Sex hormones have been extensively implicated in sex disparities in AD. Estrogen regulation influences female reproduction and many aspects of brain health including emotions, memory, and cognitive functions (Luine, 2014). Decreased levels of estrogen characterize aging and menopause. This decline in estrogen levels is associated with cognitive impairment and the development of neurodegenerative diseases (Matyi et al., 2019). The role of estrogen in brain health is a subject of ongoing debate. Functional analysis identified estrogen signaling and progesterone-mediated oocyte maturation as some of the most significant pathways associated with F-asymAD switch genes. Epidemiological studies reported a higher incidence of AD in postmenopausal women (Fisher et al., 2018). Endogenous estrogen and hormone replacement therapy correlated positively with higher cognitive status in late life in over 2000 women without dementia (Matyi et al., 2019). Likewise, hormone replacement therapy is associated with a reduced risk of AD in older women (Zandi et al., 2002).

In contrast, estrogen failed to reduce the risk of dementia or cognitive decline but resulted in an increased risk of dementia in older women (Shumaker et al., 2004).

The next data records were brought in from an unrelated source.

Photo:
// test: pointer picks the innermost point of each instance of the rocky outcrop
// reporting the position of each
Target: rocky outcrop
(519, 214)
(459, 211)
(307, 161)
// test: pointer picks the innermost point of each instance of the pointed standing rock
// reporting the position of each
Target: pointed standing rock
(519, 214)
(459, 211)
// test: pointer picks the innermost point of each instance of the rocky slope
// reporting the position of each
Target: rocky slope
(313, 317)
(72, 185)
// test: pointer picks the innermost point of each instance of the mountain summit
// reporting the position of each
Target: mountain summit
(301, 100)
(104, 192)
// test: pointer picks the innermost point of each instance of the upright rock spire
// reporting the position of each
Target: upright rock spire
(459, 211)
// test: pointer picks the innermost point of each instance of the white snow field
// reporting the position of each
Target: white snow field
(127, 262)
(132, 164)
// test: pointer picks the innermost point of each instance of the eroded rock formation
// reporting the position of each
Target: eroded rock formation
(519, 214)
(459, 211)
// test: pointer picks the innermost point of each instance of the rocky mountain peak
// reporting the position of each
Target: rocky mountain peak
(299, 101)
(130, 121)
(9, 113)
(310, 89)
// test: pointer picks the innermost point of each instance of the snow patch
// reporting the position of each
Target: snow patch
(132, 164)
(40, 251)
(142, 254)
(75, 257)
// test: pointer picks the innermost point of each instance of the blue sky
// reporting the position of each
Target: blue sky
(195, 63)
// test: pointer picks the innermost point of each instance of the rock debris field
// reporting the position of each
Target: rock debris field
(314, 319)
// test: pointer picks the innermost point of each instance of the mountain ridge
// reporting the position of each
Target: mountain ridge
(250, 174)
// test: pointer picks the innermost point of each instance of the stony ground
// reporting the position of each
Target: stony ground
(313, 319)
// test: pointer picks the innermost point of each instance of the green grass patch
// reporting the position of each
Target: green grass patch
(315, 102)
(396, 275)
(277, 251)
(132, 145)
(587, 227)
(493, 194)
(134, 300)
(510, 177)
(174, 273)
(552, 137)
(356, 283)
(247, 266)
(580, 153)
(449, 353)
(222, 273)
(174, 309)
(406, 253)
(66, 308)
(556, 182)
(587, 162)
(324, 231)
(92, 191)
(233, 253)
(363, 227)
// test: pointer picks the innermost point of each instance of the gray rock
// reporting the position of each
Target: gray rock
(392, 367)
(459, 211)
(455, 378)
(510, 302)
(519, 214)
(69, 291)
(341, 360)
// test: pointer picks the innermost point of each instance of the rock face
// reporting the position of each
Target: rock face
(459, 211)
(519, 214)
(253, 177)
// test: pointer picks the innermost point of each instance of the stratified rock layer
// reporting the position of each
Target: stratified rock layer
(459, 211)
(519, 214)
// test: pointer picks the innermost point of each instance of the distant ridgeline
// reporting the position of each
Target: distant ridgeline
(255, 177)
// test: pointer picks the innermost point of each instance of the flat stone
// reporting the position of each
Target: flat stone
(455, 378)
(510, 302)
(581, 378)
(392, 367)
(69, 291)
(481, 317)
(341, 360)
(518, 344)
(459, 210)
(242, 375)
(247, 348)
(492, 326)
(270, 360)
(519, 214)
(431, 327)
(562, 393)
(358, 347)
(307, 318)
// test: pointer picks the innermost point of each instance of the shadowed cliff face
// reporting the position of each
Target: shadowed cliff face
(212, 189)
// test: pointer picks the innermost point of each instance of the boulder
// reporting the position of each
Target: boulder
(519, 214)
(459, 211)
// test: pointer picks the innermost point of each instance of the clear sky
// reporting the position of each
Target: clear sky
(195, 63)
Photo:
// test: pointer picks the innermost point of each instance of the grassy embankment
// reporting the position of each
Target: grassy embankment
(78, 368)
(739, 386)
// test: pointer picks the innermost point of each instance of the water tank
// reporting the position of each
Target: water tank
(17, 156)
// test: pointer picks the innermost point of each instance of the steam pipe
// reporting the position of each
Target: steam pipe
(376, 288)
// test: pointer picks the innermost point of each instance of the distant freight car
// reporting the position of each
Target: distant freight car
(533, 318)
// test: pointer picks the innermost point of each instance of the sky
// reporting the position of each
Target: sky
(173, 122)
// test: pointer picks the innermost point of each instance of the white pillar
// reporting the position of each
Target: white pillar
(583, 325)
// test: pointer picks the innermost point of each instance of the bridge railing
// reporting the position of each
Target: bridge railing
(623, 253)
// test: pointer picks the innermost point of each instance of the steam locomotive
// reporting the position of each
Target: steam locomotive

Recently, oral contraceptive use and hormone therapy after menopause was associated with a decreased risk of AD in patients with depression (Kim et al., 2022). Several switch genes, including PGR, KRT17, ADCY1, and AKT3 associated with estrogen signaling. KRT17 is a marker of cervical and ovarian cancer (Bai et al., 2019; Di Fiore et al., 2022), and PGR plays a role in estrogen and progesterone signaling (Ikarashi et al., 2021; Hewitt et al., 2022). PGR and ADCY1 have been associated with neurodevelopment, but a direct link with dementia or neurodegeneration has not been found (Siegmund et al., 2007; Sundararajan et al., 2018). The involvement of estrogen-related switch genes in F-AD warrants further mechanistic studies to understand their implications in AD and neurodegeneration better.

In contrast to females, the unique pathways associated with switch genes in M-AD were oxytocin and prolactin signaling, cell adhesion molecules, alcoholism, adipocytokine signaling, and nicotine addiction. The unique pathways identified in M-asymAD were FcγR-mediated phagocytosis, fluid shear stress and atherosclerosis, and proteoglycans. Oxytocin is a neuropeptide hormone that plays a key role in pregnancy by inducing uterine contractions and lactation. In the brain, oxytocin modulates behavior and cognition in several neurological disorders (Guastella et al., 2015; Guastella and Hickie, 2016). Interestingly, oxytocin has been shown to elicit neuroprotection in AD. For instance, intranasal delivery of oxytocin restored cognitive functions in a rodent model of AD (El-Ganainy et al., 2022). Like oxytocin, prolactin is another pituitary hormone associated with immune system regulation, and it has been implicated in various neurological disorders, including AD (Duc Nguyen et al., 2022). Prolactin increases synaptogenesis, axon growth, neuronal plasticity, and memory consolidation (Carretero et al., 2019).

Furthermore, prolactin is associated with inflammatory, anti-inflammatory effects and autoimmunity (Costanza and Pedotti, 2016; Wang et al., 2020). Serum prolactin levels are increased in Huntington’s disease and multiple sclerosis (Duc Nguyen et al., 2022), suggesting it may also be implicated in neurodegeneration. The potential role of oxytocin in AD males warrants a more thorough investigation of hormones in AD.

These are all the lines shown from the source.